Audience drift happens when the people a team is designing for quietly shift away from the audience the product was originally built for. It is one of the most common and least-noticed problems in product design.

Drift usually appears gradually — a new customer segment starts growing, a power user cohort develops expectations the original audience never had, or an adjacent use case becomes more common than the primary one. By the time it’s visible in the metrics, the team has already been designing for the wrong audience for months.

### **Early Indicators of Drift**

•       **Satisfaction scores are flat but churn is rising.** Users say the product is fine but they’re leaving — which usually means the product is still serving the original audience but not the audience that’s actually growing.

•       **Feature requests are coming from an unexpected segment.** The requests don’t fit the original use case, which means a different audience has become a significant share of the user base.

•       **Helio group compositions have changed across studies.** The attributes that define the largest group in recent studies look different from the attributes that defined them a year ago.

•       **Internal assumptions are more than six months old.** The team is still designing for a mental model of the user that predates recent growth or product changes.

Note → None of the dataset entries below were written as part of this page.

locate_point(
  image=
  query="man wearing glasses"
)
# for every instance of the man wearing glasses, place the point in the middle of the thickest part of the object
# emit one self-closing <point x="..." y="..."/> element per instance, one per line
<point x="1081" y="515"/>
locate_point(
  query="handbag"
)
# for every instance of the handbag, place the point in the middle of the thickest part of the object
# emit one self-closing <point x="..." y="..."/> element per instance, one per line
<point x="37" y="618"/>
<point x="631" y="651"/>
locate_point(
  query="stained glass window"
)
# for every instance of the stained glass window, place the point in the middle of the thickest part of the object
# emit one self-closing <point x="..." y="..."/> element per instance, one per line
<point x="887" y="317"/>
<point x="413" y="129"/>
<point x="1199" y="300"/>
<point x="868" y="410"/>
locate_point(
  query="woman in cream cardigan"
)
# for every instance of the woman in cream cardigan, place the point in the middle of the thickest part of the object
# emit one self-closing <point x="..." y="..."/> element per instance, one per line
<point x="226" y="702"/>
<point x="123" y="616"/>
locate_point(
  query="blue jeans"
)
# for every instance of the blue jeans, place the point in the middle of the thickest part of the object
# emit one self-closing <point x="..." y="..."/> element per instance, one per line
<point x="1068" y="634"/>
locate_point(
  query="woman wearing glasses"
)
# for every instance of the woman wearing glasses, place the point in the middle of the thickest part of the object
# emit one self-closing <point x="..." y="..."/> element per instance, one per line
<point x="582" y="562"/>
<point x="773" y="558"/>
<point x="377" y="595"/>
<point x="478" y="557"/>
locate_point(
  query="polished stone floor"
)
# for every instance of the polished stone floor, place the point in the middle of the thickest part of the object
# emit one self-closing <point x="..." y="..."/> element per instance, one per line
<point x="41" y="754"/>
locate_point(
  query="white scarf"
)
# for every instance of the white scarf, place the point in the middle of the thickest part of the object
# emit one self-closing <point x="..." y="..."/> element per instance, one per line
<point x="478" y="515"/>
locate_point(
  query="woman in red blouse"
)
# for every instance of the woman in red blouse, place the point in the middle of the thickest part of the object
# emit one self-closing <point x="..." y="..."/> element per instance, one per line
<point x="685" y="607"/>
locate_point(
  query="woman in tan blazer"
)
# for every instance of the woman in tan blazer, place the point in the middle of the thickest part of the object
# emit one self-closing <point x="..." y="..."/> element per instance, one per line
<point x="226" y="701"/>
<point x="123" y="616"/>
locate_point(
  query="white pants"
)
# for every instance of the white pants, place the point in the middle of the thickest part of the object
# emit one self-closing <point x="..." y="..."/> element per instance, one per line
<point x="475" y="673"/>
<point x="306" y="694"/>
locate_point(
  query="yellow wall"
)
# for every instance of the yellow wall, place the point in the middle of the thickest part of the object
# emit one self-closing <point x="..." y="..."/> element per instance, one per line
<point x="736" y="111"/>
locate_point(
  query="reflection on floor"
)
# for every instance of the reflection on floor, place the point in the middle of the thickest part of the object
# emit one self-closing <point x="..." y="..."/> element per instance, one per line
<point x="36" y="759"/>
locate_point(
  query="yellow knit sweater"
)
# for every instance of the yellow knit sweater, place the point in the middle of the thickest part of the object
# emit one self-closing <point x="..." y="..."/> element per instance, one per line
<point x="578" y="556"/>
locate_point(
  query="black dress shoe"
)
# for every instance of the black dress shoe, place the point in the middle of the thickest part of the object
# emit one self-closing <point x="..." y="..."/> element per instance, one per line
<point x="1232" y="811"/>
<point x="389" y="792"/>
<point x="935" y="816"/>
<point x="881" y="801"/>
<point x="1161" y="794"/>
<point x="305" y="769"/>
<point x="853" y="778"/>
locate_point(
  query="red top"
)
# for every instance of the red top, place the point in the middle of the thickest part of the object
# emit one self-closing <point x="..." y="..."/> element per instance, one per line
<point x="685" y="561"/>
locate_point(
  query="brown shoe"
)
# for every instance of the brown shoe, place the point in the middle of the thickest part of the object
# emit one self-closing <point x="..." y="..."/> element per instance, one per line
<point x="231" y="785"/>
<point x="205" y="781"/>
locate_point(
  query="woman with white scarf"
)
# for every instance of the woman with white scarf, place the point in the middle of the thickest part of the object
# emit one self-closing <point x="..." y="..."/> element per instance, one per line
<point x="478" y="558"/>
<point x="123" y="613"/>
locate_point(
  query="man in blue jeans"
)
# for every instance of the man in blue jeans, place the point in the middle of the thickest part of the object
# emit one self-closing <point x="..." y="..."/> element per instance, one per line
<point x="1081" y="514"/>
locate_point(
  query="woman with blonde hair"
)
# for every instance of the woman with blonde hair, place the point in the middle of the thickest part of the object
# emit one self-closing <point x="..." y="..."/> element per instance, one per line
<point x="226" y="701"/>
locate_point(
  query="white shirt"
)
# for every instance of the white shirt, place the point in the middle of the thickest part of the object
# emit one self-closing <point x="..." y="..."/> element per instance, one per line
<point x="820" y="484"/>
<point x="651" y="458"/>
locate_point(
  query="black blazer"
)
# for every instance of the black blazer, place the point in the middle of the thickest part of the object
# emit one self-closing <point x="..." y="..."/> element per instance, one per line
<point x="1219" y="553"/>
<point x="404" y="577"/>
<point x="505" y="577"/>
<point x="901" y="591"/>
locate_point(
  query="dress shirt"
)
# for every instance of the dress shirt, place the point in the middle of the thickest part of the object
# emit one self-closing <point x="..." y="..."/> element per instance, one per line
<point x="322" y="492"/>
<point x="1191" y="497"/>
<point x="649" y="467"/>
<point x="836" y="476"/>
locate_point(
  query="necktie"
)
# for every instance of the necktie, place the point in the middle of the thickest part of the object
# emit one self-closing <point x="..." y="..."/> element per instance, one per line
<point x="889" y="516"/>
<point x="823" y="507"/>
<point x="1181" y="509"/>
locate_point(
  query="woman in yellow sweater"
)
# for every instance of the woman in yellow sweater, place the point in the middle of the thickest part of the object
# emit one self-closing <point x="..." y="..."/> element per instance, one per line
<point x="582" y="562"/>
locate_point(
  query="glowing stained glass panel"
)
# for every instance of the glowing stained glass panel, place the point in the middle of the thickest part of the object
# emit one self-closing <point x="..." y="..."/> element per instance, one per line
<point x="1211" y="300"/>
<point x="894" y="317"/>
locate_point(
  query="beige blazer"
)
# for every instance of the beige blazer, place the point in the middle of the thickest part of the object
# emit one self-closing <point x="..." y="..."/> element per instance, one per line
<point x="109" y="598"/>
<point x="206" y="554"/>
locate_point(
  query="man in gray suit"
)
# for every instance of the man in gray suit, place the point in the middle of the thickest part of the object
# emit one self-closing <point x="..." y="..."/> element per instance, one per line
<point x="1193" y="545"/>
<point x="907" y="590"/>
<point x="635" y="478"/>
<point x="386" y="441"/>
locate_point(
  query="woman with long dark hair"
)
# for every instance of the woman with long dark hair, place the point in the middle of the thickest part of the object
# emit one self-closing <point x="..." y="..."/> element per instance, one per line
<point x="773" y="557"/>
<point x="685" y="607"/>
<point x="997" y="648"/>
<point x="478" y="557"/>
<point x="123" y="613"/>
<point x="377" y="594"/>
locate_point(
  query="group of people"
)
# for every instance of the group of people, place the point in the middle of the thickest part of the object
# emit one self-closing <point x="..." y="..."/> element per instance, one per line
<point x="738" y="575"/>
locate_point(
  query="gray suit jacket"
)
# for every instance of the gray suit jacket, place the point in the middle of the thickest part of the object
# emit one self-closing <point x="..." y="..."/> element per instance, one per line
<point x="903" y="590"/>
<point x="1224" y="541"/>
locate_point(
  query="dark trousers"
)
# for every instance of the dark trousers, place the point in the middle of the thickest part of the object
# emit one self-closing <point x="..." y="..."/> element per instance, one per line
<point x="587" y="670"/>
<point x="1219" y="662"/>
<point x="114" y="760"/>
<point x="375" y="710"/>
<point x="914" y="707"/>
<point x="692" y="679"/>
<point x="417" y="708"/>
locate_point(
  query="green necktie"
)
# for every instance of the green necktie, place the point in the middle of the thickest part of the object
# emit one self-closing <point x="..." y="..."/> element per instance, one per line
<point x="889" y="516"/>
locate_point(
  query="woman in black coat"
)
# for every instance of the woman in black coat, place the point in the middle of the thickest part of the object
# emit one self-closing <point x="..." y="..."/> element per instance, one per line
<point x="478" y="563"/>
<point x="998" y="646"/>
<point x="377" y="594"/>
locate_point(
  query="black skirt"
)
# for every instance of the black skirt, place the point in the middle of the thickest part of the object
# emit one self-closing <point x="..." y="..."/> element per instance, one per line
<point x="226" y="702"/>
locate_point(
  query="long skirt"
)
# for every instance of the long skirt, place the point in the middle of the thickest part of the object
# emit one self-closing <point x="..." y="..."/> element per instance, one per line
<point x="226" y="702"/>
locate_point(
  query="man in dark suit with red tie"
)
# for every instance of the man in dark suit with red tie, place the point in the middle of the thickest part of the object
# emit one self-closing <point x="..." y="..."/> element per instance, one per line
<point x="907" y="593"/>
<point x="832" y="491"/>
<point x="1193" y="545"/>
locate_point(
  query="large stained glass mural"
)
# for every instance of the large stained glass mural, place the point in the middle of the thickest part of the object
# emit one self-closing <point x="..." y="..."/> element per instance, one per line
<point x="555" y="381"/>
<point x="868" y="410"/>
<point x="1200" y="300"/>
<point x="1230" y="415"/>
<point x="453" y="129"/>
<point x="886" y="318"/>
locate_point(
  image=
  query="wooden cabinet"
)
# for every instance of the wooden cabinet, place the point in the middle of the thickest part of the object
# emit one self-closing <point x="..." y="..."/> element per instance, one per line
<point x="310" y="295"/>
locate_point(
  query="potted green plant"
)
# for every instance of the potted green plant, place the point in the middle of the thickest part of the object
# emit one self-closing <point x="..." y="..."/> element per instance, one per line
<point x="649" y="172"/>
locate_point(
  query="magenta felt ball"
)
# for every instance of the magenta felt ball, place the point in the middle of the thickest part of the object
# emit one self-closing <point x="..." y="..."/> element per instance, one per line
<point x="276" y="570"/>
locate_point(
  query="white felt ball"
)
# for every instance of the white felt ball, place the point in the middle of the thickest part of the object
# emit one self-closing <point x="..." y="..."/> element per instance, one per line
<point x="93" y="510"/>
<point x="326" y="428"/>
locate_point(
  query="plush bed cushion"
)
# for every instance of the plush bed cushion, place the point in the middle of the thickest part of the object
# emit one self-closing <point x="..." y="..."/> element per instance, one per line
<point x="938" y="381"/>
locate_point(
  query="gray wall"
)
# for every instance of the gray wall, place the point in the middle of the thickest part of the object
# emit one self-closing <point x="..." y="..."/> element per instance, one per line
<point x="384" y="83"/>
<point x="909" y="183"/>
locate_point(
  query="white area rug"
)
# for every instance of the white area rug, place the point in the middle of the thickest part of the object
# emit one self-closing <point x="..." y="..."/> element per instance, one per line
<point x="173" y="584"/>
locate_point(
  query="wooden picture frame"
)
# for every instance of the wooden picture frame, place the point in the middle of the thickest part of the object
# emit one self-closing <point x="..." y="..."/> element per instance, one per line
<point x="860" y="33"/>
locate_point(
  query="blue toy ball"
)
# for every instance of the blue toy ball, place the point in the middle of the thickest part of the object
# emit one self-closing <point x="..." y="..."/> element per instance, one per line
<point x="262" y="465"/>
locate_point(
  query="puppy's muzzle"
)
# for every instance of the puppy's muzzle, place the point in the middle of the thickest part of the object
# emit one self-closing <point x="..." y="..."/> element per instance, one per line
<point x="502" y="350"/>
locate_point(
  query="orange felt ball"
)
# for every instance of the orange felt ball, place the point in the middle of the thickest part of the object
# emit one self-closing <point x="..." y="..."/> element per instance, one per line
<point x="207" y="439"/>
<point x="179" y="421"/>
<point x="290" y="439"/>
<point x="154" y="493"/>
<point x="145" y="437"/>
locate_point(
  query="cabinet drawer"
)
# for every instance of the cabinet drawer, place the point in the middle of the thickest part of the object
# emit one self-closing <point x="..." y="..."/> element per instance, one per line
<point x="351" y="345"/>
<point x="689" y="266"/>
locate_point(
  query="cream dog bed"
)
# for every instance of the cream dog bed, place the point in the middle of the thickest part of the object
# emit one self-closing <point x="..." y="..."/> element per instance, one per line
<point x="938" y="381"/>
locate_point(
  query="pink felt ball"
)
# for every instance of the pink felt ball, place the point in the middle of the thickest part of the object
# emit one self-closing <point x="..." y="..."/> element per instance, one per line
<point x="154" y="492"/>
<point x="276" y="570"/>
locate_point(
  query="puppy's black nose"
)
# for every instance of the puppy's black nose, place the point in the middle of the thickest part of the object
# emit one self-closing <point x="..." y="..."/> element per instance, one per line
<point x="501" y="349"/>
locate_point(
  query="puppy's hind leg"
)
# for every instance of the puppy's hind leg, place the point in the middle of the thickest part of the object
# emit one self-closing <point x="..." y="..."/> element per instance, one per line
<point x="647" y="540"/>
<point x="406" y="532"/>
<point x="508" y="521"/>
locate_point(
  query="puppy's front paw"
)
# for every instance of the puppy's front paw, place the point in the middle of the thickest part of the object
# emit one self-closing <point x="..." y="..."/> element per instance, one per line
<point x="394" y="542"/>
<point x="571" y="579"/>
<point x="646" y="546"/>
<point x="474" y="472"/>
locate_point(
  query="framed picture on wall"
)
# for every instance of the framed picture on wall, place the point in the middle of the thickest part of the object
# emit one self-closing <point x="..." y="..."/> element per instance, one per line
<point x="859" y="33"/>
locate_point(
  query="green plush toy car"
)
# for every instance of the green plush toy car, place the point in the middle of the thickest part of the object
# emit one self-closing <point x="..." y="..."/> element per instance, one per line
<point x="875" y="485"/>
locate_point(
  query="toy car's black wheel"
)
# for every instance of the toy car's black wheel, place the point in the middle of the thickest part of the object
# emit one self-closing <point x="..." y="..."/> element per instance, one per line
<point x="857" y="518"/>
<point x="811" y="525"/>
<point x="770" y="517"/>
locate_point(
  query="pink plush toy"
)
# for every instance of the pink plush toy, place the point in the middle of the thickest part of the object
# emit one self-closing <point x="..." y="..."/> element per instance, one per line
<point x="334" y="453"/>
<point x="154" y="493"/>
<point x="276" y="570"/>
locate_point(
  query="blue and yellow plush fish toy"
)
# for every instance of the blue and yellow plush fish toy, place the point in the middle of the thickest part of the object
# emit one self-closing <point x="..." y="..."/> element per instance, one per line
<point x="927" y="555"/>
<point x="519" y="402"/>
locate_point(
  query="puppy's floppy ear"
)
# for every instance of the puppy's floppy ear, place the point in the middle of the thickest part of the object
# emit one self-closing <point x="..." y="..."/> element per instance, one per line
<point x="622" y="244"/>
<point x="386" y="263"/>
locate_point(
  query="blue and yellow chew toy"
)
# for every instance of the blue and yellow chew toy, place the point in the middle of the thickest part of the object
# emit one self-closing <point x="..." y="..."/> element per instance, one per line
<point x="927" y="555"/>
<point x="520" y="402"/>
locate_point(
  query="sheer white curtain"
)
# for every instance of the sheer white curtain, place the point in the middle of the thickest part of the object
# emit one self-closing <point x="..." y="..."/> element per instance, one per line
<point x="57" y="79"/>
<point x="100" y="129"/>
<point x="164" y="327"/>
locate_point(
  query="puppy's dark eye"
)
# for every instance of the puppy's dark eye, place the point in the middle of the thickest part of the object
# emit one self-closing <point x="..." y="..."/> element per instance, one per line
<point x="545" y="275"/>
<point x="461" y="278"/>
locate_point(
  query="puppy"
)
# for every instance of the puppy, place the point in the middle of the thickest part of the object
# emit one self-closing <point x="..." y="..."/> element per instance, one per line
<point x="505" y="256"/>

Audience drift is not always a problem. Sometimes the new audience represents a better opportunity than the original one. But it is always a decision — and teams can only make that decision consciously if they can see the drift happening.

## **Connecting Techniques to the Playbook**

Techniques produces the interpretive clarity that the Playbook turns into structured outputs. Once a team has read their Helio groups, evaluated attribute coverage, assessed user signal credibility, and identified any gaps or drift, the Playbook provides the workflows and prompts for organizing that understanding into a usable audience definition.

If the user signals are still too thin or conflicting after applying these techniques, the next step is Collecting — gathering stronger evidence from a more appropriate source before moving forward.

The goal of Techniques is not a perfect audience definition. It is enough clarity about who experiences this situation differently — and why — that the rest of the work can proceed with confidence.